Je la croisais uniquement lors de ce cours d’anglais. Je supposai donc que nous n’avions que celui-ci en commun. Il avait lieu trois fois par semaine, soit le mardi, mercredi et jeudi, à onze heures, dans l’amphithéâtre 112.
Plus petite que moi d’au moins dix bons centimètres, cette étudiante ne se faisait pas remarquer. Elle affichait une magnifique chevelure blonde, attachée en une queue haute et retombant presque jusqu’au milieu de son dos. Arborant une expression neutre depuis son arrivée, je n’arrivais pas à déchiffrer la moindre émotion sur son visage. Cela attisait ma curiosité.

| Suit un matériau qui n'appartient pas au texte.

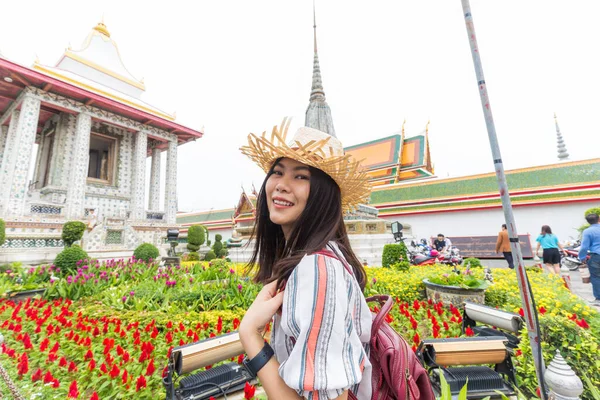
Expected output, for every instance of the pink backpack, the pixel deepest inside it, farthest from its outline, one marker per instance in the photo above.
(397, 373)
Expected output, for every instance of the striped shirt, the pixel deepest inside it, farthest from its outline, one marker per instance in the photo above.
(321, 337)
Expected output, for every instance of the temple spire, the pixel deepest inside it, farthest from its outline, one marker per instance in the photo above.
(562, 148)
(318, 113)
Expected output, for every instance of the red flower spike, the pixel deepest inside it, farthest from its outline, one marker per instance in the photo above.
(73, 391)
(141, 383)
(150, 369)
(249, 391)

Ses yeux d’un bleu profond avaient tendance à toujours se tourner vers le vide, comme si son corps était là, mais que son esprit vagabondait ailleurs, dans un autre lieu. Pourtant, elle répondait juste à tous les coups, sans exception. Comment pouvait-on assurer à ce point tout en étant complètement ailleurs ?
Ses seules interventions consistaient à répondre au professeur lorsque celui-ci l’interrogeait par hasard. Monsieur Hopkins, un homme dégarni d’une cinquantaine d’années, avait la fâcheuse habitude de questionner les étudiants qui ne se portaient jamais volontaires. J’avais moi-même déjà subi ce traitement. Mais, contrairement à la blonde qui ne faisait jamais d’erreur, qui donnait toujours des réponses courtes, mais précises, j’avais, de mon côté, parfois du mal à me souvenir de la question posée et encore plus à y répondre.

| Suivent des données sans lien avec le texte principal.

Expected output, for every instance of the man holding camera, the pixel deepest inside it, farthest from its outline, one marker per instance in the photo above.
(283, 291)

D’habitude, j’avais largement les capacités de m’en sortir. Toutefois, depuis le début de la semaine, mon attention avait chuté avec l’arrivée de cette fille. J’étais en admiration devant sa beauté et en même temps, animée d’une terrible curiosité d’en savoir plus à son sujet. Pourquoi avait-elle toujours l’air aussi détaché, perdue dans ses pensées ?
— Alors c’est oui ?
D’un coup, mon attention fut détournée par ma voisine que j’avais totalement arrêté d’écouter depuis un petit moment.
— Oui ? Oui quoi ?
— Kris ! s’agaça-t-elle. Allo la lune, ici la terre, je te parle depuis cinq minutes, tu m’écoutais au moins ?
— Excuse-moi, Gab, j’avais la tête ailleurs… Tu disais ?
— Oui, eh bien laisse-moi te dire que tu devrais un peu plus écouter ta sœur, plutôt que de laisser tes yeux vagabonder sur le mec de la rangée du dessous.
De qui parlait-elle ? Son sourire en coin m’interpella. Je jetai un coup d’œil à la personne désignée et je ne pus m’empêcher de me retourner vers mon interlocutrice en haussant un sourcil.
— Soven ? Sérieusement ? Non mais tu rigoles, je ne le regardais pas du tout ! En plus, tu as vu sa tête ? rétorquai-je, effarée.
— Tu regardais quoi alors ?
— Rien du tout, j’étais dans mes pensées.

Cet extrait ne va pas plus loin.